Нет… Нет, это был вовсе не человек, а каркас, обтянутый бледною, тонкою кожею,
Под которой метелью сквозила немая печаль.
Тряпичные кеды, истертые тернием прошлого,
Карманы пропитаны горечью двух сигарет.
И, может быть, будь в его жизни чуть больше хорошего,
И, может, не будь он с жестокостью Дьявола в пасть ее брошен,
Хотя… Кто знает, держал бы сейчас он в руках пистолет
Иль сладкую патоку пряных конфет с пригоршню.
Простужены улицы, теплится свет фонарей,
И город звучит голосами спешащих прохожих.
Они веселятся, смеются, бессменно гудят!
А он идет им навстречу такой безнадежно потерянный,
Слабый,
Такой замученный и изношенный,
Сливаясь с пятном безразлично скользящих теней.
Грудину сжимает когтистыми лапами горечи.
И вся его жизнь, уместившись в короткий по Невскому путь,
Ложится на плечи такой непосильною ношею,
Что, кажется, лопнет нарывом стесненная грудь.
О чем сожалеть, когда нет ни семьи, ни пристанища?

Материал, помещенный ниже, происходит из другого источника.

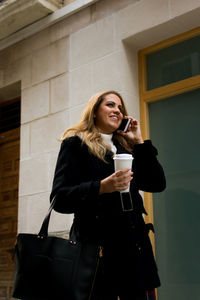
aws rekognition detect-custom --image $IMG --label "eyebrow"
[106,100,123,108]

От детства напутствием стало: «Ты вечный изгой,
Чья миссия быть осужденным концертными залами,
И втоптанным в грязь устремленной к своим идеалам толпой.
Ты только взгляни на себя, – это жалкое зрелище!
Поэт-неудачник, лишенный таланта и чувств».
И так каждый раз. Он молчал, пока с дикой,
Пугающей нежностью родные ломами в нем стержень.
/Решающий хруст./
Не знавший любви, посему и любить не приученный,
Пустился по миру, хромая с опаской, в обход.
Сплошною глубокой, раскрытой и чернью кровящею раною
Он был уязвим, оттого и отвержен, и замкнут, и зол.
О чем он писал? Что все люди вокруг одноразовы,
В молчащих сокрыты глубины вниманья к бытью.
И чем он не прав, когда те, что клялись быть причастными,
Как призраки таяли?.. Он же дробился на части,
Глотая прокиснувший воздух на грязном полу.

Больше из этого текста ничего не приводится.